Beaucoup de choses peut là, que ne peut ici notre force, grâce au lieu fait pour être la demeure propre de l’humaine espèce.

Je ne le supportai pas longtemps, non cependant si peu que je ne le visse étinceler tout autour, comme le fer qui du feu sort bouillant. Et tout à coup un nouveau jour parut être ajouté au jour, comme si Celui qui peut, d’un autre Soleil avait orné le ciel. Béatrice, debout, tenait ses yeux fixés sur les Cercles éternels ; et moi, d’en bas éloignant les miens, je les fixai sur elle, et si avant je pénétrai, que dans son aspect je me fis tel que se fit Glaucus [13], qui en goûtant de l’herbe, devint dans la mer le compagnon des autres Dieux.

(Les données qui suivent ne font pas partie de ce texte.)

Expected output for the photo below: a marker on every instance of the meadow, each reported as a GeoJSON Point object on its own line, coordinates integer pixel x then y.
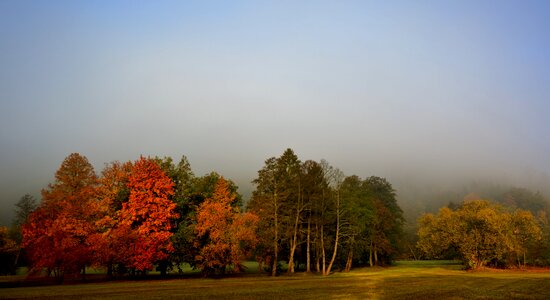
{"type": "Point", "coordinates": [405, 280]}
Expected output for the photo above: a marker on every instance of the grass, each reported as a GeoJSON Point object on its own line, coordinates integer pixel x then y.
{"type": "Point", "coordinates": [405, 280]}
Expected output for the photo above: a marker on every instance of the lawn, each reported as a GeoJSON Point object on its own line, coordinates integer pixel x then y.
{"type": "Point", "coordinates": [405, 280]}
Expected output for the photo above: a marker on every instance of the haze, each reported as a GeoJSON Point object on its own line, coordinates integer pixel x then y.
{"type": "Point", "coordinates": [420, 92]}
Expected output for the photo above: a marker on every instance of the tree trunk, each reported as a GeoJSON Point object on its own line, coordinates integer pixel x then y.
{"type": "Point", "coordinates": [337, 235]}
{"type": "Point", "coordinates": [110, 272]}
{"type": "Point", "coordinates": [349, 259]}
{"type": "Point", "coordinates": [370, 254]}
{"type": "Point", "coordinates": [323, 250]}
{"type": "Point", "coordinates": [294, 243]}
{"type": "Point", "coordinates": [375, 256]}
{"type": "Point", "coordinates": [308, 257]}
{"type": "Point", "coordinates": [276, 237]}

Cette surhumaine transformation par des paroles ne saurait se décrire : que l’exemple donc suffise à celui à qui la grâce en réserve l’expérience. Si là était de moi cela seul que tu avais nouvellement créé [14], Amour qui gouvernes le ciel, tu le sais, toi qui m’élevas par ta lumière.

Lorsque la roue [15] qu’éternellement tu meus, ô désiré, à soi m’eut rendu attentif, par l’harmonie que tu règles et que tu distribues, me parut embrasée de la flamme du soleil une telle étendue du ciel, que ni pluie ni fleuve ne firent jamais un si vaste lac.

La nouveauté du son et l’éclat de la lumière allumèrent en moi un désir d’en connaître la cause, plus vif qu’aucun autre que j’eusse jamais senti. D’où elle, qui me voyait comme moi-même, afin de calmer mon âme agitée, avant que pour demander j’eusse ouvert la bouche, ouvrit la sienne, et commença : « Tu épaissis toi-même ta vue par une fausse imagination, tellement que tu ne vois pas ce que tu verrais si tu l’avais secouée. Tu n’es point sur la terre, comme tu le crois ; mais de son séjour propre la foudre descend moins vite que tu n’y montes. »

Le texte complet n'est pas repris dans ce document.